GAZA CITY — My day here began at 6 a.m. Photographing something as unpredictable as war still has a routine.
It is important to be out the door at first light to document the destruction of the last night’s bombings. By midmorning, I check in at the hospital’s morgue to see if families have come to pick up the dead for burial.
When the routine is broken, it is because things can go horribly wrong in an instant. That is how it happened in Libya in 2011, when three colleagues and I were taken captive by government soldiers and our driver was killed.
On Wednesday, that sudden change of fortune came to four young Palestinian boys playing on a beach in Gaza City.
I had returned to my small seaside hotel around 4 p.m. to file photos to New York when I heard a loud explosion. My driver and I rushed to the window to see what had happened. A small shack atop a sea wall at the fishing port had been struck by an Israeli bomb or missile and was burning. A young boy emerged from the smoke, running toward the adjacent beach.

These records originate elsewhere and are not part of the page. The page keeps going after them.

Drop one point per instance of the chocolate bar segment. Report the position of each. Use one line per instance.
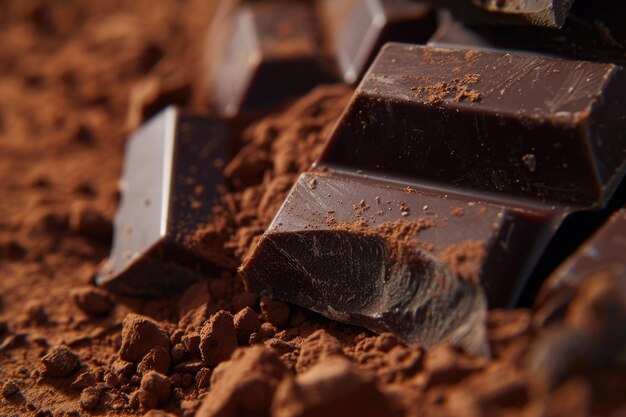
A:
(547, 129)
(271, 53)
(168, 188)
(392, 257)
(357, 29)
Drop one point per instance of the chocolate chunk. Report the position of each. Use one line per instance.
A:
(547, 13)
(590, 33)
(510, 124)
(271, 52)
(377, 254)
(603, 253)
(168, 188)
(357, 29)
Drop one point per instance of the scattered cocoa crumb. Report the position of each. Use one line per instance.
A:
(457, 211)
(60, 362)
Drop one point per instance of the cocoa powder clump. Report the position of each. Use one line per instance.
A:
(60, 362)
(217, 338)
(139, 335)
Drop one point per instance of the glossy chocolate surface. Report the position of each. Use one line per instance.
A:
(357, 29)
(168, 189)
(546, 129)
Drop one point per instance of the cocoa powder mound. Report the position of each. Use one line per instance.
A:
(275, 150)
(74, 77)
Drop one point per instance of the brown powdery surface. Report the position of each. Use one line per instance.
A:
(75, 75)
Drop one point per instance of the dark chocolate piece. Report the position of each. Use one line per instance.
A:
(394, 258)
(262, 54)
(357, 29)
(603, 253)
(546, 13)
(168, 189)
(546, 129)
(590, 33)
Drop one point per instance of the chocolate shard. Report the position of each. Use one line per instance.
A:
(603, 253)
(262, 53)
(394, 258)
(546, 129)
(546, 13)
(168, 188)
(357, 29)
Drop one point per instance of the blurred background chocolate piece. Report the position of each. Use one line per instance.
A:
(357, 29)
(262, 53)
(589, 33)
(545, 13)
(510, 124)
(168, 186)
(603, 254)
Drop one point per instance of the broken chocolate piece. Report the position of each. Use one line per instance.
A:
(168, 188)
(271, 53)
(357, 29)
(395, 258)
(546, 13)
(540, 128)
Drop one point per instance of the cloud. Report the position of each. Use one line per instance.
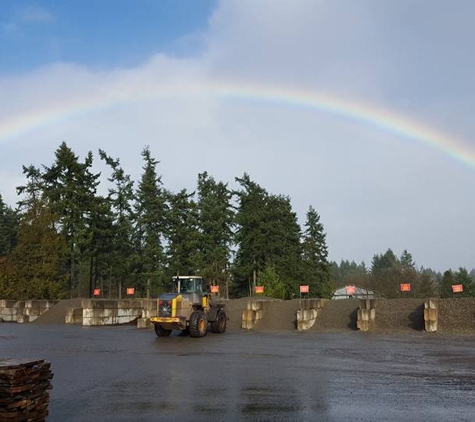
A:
(35, 15)
(373, 189)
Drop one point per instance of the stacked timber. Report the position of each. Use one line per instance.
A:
(431, 315)
(366, 314)
(253, 313)
(308, 312)
(24, 389)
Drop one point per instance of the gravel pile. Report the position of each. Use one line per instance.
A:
(457, 316)
(57, 314)
(337, 315)
(279, 315)
(399, 315)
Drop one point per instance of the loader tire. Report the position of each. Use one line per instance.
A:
(198, 324)
(160, 331)
(219, 326)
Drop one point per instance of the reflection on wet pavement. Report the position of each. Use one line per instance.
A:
(125, 374)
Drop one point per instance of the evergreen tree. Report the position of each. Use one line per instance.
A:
(406, 261)
(267, 233)
(386, 274)
(8, 228)
(446, 285)
(215, 219)
(118, 265)
(183, 235)
(461, 277)
(273, 285)
(151, 211)
(69, 188)
(316, 268)
(35, 267)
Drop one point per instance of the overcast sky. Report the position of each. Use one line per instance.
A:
(218, 86)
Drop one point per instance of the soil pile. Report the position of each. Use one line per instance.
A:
(337, 315)
(399, 315)
(279, 315)
(457, 316)
(234, 309)
(57, 314)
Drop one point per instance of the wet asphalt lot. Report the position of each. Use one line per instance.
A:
(125, 374)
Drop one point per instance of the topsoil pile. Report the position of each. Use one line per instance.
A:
(399, 315)
(337, 315)
(57, 314)
(279, 315)
(457, 316)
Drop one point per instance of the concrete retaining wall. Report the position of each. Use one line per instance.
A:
(111, 312)
(308, 313)
(24, 311)
(255, 310)
(366, 314)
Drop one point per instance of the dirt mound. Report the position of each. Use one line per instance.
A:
(337, 315)
(234, 308)
(457, 316)
(278, 315)
(399, 315)
(57, 314)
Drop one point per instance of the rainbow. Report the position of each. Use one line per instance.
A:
(365, 114)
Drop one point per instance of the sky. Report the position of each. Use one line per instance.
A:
(362, 110)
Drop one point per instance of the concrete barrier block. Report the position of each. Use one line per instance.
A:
(431, 304)
(8, 311)
(258, 315)
(143, 323)
(247, 325)
(363, 325)
(257, 305)
(363, 314)
(248, 315)
(430, 314)
(23, 319)
(372, 314)
(73, 316)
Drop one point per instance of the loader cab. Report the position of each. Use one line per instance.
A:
(188, 285)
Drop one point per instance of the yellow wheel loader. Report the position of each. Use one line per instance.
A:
(188, 309)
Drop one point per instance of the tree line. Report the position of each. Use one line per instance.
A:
(387, 272)
(65, 239)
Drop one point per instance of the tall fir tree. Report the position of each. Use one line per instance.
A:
(316, 268)
(267, 234)
(36, 264)
(151, 212)
(215, 220)
(120, 198)
(69, 188)
(8, 228)
(183, 237)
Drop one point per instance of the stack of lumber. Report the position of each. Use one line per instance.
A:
(24, 386)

I grabbed my cameras and was putting on body armor and a helmet when, about 30 seconds after the first blast, there was another. The boy I had seen running was now dead, lying motionless in the sand, along with three other boys who had been playing there.
By the time I reached the beach, I was winded from running with my heavy armor. I paused; it was too risky to go onto the exposed sand. Imagine what my silhouette, captured by an Israeli drone, might look like as a grainy image on a laptop somewhere in Israel: wearing body armor and a helmet, carrying cameras that could be mistaken for weapons. If children are being killed, what is there to protect me, or anyone else?